Many people get it wrong when they count the days. It's logical that day 1 should be the day you put them in the incubator, but that is wrong. An egg does not have 24 hours worth of develpoment 2 seconds or 2 hours after it is put in the incubator. It takes 24 hours for it to have a day's worth of development. One way to remember it is that the day of the week you set them is the day of the week they should hatch. Since you set them on a Monday, they should hatch on a Monday. And lockdown should be after 18 days of development. So, since you set them on March 26, lockdown should be about the same time of day on Friday April 13.
This hatch after 21 days of development is theoretical. It often does not happen that way. Many different things like heredity, humidity, how you stored them before you incubated them, how old they were, and relative size can make a difference, but the big difference maker is the average incubating temperature. If you incubator is running a little warm, the eggs can actually be pipping when you go into lockdown. That happened to me before I adjusted the incubating temperature. I still had 70% hatch. If your incubator is running a bit cool, they can be that much late. Especially with your first hatch with the incubator, you don't know what will happen. It can be nerve-wracking.
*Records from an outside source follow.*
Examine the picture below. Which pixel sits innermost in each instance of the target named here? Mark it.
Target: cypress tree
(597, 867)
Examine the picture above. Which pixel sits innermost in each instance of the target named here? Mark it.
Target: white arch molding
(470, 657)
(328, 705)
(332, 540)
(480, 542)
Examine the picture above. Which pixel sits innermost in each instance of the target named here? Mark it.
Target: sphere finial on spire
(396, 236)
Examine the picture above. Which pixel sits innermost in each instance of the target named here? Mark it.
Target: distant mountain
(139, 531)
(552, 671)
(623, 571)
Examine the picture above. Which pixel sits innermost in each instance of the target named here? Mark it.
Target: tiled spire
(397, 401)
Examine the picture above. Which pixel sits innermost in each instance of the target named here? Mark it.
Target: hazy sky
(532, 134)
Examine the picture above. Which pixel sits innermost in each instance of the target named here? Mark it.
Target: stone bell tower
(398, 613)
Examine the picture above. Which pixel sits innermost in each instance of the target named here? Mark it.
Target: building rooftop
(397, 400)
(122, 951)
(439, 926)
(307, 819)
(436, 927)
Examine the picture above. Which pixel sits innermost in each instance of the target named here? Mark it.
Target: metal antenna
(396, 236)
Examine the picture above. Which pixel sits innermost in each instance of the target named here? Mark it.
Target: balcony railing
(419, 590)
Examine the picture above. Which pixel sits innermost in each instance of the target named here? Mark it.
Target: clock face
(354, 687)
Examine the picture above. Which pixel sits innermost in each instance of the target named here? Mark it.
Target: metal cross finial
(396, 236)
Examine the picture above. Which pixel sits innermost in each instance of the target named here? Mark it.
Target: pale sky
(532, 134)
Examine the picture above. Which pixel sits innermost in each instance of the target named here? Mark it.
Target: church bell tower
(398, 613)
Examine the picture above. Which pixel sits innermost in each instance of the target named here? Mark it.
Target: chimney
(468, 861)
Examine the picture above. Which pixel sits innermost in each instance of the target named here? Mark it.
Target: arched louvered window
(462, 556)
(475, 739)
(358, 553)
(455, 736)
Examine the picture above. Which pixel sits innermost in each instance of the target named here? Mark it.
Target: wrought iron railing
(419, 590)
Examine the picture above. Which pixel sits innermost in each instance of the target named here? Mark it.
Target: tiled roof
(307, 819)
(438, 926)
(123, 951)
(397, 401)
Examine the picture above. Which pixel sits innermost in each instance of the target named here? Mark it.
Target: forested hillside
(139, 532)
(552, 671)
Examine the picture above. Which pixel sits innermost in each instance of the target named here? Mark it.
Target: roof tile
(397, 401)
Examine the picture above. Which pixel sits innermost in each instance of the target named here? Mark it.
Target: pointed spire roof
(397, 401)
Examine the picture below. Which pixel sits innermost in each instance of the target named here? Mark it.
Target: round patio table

The main thing with lockdown is that you need to go into lockdown and raise the humidity before they pip. For the first time with your incubator, that can be a little uncertain. So until you get some history with your incubator, I suggest you try to get lockdown pretty close to the theoretical time. You can adjust that if you wish after you get some experience with your incubator.
Correct humidity during incubation is something that is different for each of us. We have different incubators and different conditions. What works for me might not work for someone else. My first time, I followed the instructions that came with the incubator and even with the temperature problems, had a 70% hatch. The humidity inside the incubator can vary quite a bit with the same reservoir filled depending on ambient humidity. My humidity varied from the mid-30's to mid-40's with the same reservoir filled during my last incubation. What I suggest is to try something and be fairly consistent throughout incubation. Then analyze your hatch to see if you need to change something. That's why your instructions probably said to do a test hatch with inexpensive eggs the first time to work out the bugs.